Discussion: 8172978: Remove Interpreter TOS optimization

Thu Feb 16 15:40:49 UTC 2017

Hi Max,

Added a note to your bug. Interesting idea, but I think your data is
a bit incomplete at the moment.

Dan

On 2/15/17 3:18 PM, Max Ockner wrote:
> Hello all,
>
> We have filed a bug to remove the interpreter stack caching 
> optimization for jdk10.  Ideally we can make this change *early* 
> during the jdk10 development cycle. See below for justification:
>
> Bug: https://bugs.openjdk.java.net/browse/JDK-8172978
>
> Stack caching has been around for a long time and is intended to 
> replace some of the load/store (pop/push) operations with 
> corresponding register operations.
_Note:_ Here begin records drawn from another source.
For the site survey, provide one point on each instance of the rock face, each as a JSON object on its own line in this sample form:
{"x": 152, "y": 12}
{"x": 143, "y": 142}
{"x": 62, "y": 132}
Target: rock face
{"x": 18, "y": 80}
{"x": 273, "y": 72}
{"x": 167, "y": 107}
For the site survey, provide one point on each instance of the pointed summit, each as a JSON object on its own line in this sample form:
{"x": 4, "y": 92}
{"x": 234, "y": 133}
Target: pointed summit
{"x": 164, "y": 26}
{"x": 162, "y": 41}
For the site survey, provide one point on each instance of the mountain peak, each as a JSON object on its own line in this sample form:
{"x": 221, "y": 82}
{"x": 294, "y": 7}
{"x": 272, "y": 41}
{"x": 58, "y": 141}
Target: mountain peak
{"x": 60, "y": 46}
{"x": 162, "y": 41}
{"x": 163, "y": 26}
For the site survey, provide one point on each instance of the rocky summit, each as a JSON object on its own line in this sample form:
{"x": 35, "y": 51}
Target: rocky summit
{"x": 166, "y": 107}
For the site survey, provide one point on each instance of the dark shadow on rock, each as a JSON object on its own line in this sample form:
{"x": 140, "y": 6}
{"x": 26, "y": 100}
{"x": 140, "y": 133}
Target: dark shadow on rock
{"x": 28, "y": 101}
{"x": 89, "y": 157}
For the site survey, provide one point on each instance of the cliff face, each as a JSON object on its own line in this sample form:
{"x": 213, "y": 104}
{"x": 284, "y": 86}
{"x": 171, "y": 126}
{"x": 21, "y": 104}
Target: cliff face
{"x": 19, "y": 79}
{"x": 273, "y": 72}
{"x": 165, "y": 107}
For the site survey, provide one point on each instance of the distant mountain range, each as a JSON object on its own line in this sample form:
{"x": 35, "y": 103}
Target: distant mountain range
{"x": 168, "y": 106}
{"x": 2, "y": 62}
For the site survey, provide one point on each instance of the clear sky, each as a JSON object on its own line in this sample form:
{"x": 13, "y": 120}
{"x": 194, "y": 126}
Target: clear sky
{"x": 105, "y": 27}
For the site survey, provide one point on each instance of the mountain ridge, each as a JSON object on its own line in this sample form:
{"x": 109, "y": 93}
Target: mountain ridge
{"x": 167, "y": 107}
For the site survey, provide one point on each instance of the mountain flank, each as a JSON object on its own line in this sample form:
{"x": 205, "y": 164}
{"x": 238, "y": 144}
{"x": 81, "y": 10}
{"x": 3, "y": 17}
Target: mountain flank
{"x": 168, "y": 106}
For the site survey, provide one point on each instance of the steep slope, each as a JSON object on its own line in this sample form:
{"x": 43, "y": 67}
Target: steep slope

The need for this optimization 
> arose before caching could adequately lessen the burden of memory 
> access. We have reevaluated the JVM stack caching optimization and 
> have found that it has a high memory footprint and is very costly to 
> maintain, but does not provide significant measurable or theoretical 
> benefit for us when used with modern hardware.
>
> Minimal Theoretical Benefit.
> Because modern hardware does not slap us with the same cost for 
> accessing memory as it once did, the benefit of replacing memory 
> access with register access is far less dramatic now than it once was. 
> Additionally, the interpreter runs for a relatively short time before 
> relevant code sections are compiled. When the VM starts running 
> compiled code instead of interpreted code, performance should begin to 
> move asymptotically towards that of compiled code, diluting any 
> performance penalties from the interpreter to small performance 
> variations.
>
> No Measurable Benefit.
> Please see the results files attached in the bug page.  This change 
> was adapted for x86 and sparc, and interpreter performance was 
> measured with Specjvm98 (run with -Xint).  No significant decrease in 
> performance was observed.
>
> Memory footprint and code complexity.
> Stack caching in the JVM is implemented by switching the instruction 
> look-up table depending on the tos (top-of-stack) state. At any moment 
> there are is an active table consisting of one dispatch table for each 
> of the 10 tos states.  When we enter a safepoint, we copy all 10 
> safepoint dispatch tables into the active table.  The additional entry 
> code makes this copy less efficient and makes any work in the 
> interpreter harder to debug.
>
> If we remove this optimization, we will:
>   - decrease memory usage in the interpreter,
>   - eliminated wasteful memory transactions during safepoints,
>   - decrease code complexity (a lot).
>
> Please let me know what you think.
> Thanks,
> Max
>